O barquinho do Brasil e o dólar
VINICIUS TORRES FREIRE
FOLHA DE SÃO PAULO - 26/10/10
Países do G20 assinam comunicado para americano ver e para brasileiro lamentar; dólar cai mais
OS EUA se comprometeram a "não desvalorizar o dólar" (rir, rir). Foi na reunião dos ministros das Finanças do G20, no final de semana passado, na Coreia do Sul. Os ministros pariram um comunicado sem graça e de escasso valor prático, como de costume, mas no qual se diz que o valor das moedas dos países do grupo deve ser cotado pelo mercado (rir, rir).
O que está em jogo? Políticas de câmbio e econômicas que permitem a alguns países terem grandes superavit externos (grosso modo, exportação de bens e serviços muito superiores às importações). Por exemplo, China e Alemanha, a China em especial, pois, além de poupar muito (o que redunda em muito excedente exportável), "manipula" sua moeda, adota políticas de câmbio que baixam ainda mais o valor do yuan (o que torna os produtos chineses ainda mais baratos).
Se valesse o que está escrito no comunicado, porém, todas as moedas do G20 se desvalorizariam em relação ao dólar. Mas China e cia. asiática, afora o Japão, de relevante, não vão deixar que suas moedas flutuem feito barquinho de papel no mar de dólares que os EUA despejaram e ainda vão despejar na economia ainda anêmica. O mercado entende isso e, ontem, o dólar voltava a cair.
Logo, a reunião do G20 repetiu o fracasso habitual de qualquer cúpula? Sim, mas não um fracasso 100%. Primeiro, surgiram alguns temas de conversa mais organizada para a reunião dos chefes de governo do G20, em novembro. Segundo, é melhor conversar do que partir para o conflito aberto.
Os EUA fizeram meio pontinho. Pelo menos conseguiram um comunicado que criticasse políticas como as da China, sem dizê-lo. Mas sua proposta de metas para saldos externos, que implica quase intervenção em políticas econômicas domésticas, foi esnobada por China, Alemanha, Índia e Rússia (o Brasil nem foi à reunião, meio "em protesto").
O comunicado trata ainda de dizer que os países não devem promover desvalorizações competitivas de suas moedas (a fim de ganhar fatia do comércio mundial) e devem adotar políticas que ajudem a reduzir os desequilíbrios mundiais (deficit enormes, como os americano e britânico, superavit gigantes, como os de China e Alemanha).
A China não costuma dar a mínima para tais comunicados ou afirma que vai cumprir acordos de modo lento, seguro e gradual. A novidade do encontro foram os orgulhosos alemães, que avacalharam soberbamente os americanos.
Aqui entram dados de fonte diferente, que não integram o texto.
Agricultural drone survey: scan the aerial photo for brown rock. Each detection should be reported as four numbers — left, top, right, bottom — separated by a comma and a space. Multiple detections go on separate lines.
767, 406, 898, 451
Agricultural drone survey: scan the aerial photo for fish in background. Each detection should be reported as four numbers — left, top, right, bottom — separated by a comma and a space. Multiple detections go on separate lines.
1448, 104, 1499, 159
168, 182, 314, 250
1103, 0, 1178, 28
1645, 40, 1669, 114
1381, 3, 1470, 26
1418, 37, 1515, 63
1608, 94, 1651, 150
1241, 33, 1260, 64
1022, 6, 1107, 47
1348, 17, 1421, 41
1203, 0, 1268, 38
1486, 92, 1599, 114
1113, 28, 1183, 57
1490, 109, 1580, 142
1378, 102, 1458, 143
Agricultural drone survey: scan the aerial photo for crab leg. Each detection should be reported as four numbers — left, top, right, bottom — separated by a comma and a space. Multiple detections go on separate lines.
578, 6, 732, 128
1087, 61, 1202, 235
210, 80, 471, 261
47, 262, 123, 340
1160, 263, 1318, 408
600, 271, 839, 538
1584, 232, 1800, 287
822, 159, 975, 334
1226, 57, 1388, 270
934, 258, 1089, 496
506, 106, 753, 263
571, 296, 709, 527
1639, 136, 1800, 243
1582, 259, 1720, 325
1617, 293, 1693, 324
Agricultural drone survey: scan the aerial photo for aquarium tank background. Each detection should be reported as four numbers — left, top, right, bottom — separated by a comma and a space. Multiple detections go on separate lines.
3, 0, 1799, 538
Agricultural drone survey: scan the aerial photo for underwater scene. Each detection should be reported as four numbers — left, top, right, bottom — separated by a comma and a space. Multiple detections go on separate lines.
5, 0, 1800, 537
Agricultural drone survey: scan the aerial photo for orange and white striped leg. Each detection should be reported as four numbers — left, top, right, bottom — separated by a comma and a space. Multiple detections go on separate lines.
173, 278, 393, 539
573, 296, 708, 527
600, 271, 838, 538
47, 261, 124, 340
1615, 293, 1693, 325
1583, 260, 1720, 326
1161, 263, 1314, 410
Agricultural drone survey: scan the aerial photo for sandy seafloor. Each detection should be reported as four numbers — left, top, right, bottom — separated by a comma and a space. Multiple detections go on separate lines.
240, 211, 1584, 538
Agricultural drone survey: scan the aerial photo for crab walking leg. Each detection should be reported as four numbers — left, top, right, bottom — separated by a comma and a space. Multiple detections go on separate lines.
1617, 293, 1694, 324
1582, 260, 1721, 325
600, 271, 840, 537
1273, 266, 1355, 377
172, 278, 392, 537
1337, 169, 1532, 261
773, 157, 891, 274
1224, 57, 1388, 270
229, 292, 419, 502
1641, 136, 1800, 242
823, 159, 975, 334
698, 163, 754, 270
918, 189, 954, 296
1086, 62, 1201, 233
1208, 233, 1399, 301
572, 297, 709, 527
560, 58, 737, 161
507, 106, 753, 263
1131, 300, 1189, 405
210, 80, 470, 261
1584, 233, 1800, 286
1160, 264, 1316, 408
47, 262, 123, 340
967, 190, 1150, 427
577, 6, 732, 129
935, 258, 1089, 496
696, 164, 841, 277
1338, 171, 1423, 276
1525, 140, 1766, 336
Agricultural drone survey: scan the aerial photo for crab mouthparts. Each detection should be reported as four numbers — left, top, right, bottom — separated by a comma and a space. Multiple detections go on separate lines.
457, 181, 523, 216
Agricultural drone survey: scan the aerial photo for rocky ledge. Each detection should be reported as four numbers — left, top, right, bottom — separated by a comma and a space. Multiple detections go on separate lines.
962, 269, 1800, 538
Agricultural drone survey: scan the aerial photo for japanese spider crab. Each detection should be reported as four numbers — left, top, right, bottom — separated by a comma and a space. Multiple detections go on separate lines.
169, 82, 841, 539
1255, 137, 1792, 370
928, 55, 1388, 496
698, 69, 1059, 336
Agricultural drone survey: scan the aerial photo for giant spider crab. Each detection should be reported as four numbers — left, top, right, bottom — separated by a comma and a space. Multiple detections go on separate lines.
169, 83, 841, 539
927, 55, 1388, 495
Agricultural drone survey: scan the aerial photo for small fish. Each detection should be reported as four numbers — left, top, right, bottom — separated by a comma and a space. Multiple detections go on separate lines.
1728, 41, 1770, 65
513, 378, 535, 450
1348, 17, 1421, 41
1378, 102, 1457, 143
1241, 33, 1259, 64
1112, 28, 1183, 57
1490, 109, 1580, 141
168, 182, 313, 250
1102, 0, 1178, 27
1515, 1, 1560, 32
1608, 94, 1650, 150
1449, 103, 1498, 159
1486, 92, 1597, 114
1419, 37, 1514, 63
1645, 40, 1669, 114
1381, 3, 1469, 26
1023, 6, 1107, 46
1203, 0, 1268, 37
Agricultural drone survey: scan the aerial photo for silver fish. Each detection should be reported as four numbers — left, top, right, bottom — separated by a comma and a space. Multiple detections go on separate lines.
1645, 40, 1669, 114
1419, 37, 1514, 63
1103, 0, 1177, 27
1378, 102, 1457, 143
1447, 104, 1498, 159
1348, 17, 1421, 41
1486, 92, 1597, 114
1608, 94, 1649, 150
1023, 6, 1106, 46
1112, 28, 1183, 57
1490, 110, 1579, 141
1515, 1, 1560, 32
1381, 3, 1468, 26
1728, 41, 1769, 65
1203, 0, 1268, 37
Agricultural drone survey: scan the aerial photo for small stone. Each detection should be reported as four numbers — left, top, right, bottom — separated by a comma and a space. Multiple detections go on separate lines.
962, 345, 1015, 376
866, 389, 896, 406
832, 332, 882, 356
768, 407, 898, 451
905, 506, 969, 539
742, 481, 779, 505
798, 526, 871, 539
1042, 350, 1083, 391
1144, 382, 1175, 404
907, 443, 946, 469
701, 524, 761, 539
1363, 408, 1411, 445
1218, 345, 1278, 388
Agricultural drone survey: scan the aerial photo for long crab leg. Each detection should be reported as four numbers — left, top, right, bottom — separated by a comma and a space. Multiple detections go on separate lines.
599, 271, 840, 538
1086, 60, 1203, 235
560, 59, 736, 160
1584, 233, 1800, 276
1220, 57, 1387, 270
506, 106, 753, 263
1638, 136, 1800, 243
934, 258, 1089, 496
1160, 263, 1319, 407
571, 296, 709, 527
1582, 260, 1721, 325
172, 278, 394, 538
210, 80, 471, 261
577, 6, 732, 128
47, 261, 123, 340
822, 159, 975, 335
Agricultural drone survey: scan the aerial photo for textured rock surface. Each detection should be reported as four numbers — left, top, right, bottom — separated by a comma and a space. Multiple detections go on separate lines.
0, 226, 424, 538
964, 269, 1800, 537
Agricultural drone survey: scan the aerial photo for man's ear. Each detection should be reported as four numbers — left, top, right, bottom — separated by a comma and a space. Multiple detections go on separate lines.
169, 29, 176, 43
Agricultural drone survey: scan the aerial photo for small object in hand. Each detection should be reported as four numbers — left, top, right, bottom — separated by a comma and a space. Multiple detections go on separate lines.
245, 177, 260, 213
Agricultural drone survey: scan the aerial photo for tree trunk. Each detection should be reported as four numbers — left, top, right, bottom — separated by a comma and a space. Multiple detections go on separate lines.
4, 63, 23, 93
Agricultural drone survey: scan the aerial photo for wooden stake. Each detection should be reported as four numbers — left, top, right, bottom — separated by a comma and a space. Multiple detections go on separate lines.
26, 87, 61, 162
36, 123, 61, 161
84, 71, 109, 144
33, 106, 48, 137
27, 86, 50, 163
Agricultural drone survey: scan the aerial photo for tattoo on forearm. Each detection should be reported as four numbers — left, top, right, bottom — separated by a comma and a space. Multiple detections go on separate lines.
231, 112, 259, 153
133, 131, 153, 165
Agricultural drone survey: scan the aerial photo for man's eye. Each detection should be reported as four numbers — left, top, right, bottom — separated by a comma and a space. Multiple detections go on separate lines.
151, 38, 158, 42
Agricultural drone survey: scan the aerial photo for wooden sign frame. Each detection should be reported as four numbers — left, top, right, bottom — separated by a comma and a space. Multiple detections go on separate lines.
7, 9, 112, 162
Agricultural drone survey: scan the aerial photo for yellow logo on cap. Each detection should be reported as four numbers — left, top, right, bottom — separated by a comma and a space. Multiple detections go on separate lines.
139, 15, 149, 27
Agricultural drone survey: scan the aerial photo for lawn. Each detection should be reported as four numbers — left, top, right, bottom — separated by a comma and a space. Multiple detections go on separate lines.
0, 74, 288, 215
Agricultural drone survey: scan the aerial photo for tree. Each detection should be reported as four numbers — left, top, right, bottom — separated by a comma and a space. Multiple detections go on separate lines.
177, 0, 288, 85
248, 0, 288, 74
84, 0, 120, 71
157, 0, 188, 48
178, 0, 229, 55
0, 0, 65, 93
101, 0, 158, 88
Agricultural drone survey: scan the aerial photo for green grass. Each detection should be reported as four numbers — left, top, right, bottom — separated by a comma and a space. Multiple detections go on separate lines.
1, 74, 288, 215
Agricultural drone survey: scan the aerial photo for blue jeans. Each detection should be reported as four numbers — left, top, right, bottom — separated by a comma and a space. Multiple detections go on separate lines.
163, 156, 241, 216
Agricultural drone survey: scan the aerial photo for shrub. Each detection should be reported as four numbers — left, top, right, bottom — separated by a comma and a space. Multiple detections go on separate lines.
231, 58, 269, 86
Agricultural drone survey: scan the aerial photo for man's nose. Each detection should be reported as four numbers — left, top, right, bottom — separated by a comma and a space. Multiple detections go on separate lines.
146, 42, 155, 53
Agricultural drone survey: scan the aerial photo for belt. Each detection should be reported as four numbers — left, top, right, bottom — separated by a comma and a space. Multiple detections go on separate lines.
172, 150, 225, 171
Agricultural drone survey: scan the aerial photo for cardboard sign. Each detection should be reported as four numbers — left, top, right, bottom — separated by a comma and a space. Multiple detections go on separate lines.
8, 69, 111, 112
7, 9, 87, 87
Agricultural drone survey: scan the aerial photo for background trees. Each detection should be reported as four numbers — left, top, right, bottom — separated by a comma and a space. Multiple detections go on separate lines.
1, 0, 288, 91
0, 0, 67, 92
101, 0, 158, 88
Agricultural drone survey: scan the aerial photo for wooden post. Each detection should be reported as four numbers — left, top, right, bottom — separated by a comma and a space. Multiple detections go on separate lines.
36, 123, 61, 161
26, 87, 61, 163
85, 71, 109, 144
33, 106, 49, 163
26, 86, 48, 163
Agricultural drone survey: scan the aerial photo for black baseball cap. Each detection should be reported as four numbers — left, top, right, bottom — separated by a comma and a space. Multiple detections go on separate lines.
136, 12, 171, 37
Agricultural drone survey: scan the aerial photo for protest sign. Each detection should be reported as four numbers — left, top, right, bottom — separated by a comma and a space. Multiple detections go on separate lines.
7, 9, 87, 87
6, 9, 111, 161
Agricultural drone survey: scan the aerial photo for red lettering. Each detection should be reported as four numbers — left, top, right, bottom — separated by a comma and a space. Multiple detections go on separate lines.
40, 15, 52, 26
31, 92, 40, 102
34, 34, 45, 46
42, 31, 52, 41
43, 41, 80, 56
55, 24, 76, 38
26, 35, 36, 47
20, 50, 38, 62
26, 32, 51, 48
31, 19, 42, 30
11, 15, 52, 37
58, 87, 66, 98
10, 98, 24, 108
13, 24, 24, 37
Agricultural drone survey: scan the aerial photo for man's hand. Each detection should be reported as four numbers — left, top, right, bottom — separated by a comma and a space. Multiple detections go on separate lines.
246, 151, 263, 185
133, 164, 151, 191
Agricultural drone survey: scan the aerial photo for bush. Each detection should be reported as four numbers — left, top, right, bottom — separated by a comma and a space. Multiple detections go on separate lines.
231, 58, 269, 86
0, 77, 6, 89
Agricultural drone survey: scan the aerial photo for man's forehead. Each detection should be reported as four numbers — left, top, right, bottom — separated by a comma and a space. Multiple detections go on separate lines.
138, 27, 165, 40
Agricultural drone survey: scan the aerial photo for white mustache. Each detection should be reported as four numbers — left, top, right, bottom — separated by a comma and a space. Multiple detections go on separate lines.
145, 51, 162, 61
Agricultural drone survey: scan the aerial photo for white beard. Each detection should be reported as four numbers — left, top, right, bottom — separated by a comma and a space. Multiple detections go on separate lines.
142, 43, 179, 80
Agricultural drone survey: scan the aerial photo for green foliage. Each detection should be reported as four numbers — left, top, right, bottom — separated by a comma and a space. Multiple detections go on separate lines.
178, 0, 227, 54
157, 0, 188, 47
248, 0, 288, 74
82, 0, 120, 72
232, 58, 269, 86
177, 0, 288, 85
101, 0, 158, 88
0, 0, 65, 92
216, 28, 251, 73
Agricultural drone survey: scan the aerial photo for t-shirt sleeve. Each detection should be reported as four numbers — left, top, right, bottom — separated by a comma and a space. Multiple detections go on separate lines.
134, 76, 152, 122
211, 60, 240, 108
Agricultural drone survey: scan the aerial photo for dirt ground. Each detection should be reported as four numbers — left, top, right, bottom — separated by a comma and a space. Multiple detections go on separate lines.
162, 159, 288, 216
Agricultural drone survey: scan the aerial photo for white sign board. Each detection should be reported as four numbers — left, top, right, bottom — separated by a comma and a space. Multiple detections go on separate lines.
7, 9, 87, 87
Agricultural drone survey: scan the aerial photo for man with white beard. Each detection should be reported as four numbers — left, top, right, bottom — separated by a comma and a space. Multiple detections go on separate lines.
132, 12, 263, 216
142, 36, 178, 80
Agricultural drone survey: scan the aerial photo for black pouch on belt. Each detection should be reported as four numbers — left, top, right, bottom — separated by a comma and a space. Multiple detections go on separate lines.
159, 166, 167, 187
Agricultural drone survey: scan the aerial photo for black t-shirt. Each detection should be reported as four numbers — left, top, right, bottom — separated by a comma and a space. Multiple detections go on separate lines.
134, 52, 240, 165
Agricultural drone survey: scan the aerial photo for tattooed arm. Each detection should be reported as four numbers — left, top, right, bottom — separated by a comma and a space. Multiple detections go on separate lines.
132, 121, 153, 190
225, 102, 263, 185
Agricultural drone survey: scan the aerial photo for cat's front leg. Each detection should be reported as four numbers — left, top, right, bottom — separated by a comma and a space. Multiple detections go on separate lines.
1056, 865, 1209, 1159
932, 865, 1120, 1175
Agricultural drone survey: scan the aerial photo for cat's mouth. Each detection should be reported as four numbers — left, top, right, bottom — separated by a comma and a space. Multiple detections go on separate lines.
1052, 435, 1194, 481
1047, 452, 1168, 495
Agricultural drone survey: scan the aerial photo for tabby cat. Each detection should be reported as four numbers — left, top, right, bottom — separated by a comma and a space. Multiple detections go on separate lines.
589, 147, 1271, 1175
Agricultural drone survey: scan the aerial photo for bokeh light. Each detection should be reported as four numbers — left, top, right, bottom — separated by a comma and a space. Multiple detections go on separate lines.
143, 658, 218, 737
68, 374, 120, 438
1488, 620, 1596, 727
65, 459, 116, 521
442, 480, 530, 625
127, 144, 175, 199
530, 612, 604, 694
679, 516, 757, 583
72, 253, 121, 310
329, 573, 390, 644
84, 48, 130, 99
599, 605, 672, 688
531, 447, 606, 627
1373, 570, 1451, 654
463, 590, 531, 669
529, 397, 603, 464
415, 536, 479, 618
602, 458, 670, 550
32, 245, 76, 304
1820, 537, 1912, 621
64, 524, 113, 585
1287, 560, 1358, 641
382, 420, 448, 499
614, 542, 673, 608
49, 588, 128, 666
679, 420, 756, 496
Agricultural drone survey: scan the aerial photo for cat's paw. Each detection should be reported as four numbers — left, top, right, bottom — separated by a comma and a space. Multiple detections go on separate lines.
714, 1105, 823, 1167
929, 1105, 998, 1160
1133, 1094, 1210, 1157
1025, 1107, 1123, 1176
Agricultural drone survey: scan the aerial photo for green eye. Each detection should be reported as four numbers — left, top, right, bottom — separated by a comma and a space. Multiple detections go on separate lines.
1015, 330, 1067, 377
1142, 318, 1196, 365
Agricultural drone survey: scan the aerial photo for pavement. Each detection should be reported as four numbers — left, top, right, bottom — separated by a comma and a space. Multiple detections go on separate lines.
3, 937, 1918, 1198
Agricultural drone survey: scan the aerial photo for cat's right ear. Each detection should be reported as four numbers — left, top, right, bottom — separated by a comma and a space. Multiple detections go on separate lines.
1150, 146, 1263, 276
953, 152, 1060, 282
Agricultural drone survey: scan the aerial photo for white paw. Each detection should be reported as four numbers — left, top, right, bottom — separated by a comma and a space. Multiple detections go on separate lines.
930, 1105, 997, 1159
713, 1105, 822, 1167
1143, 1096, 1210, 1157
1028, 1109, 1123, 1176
Os deficit e as dívidas públicos alemães são os menores do mundo rico relevante. Sua economia não viveu de bolhas, como as de EUA e Reino Unido, nem se desindustrializou. Os alemães não "manipulam a moeda". Sua economia não precisou de injeções heterodoxas de moeda para ressuscitar. Seu superavit externo é similar ao chinês, na casa do trilhão de dólares.
Mas a Alemanha paga salários dezenas de vezes maiores que os da China, tem seguridade social, seis semanas de férias etc. Ou seja, é eficientíssima. Mesmo com alto nível de vida, seus produtos são competitivos.
E o Brasil? Se queixa dos EUA. Mas não tem os recursos, disciplinas ou competências de China e Alemanha. O real fica mais forte, o país poupa pouco, o deficit externo cresce. Do G20 é que não virá solução para nossos problemas.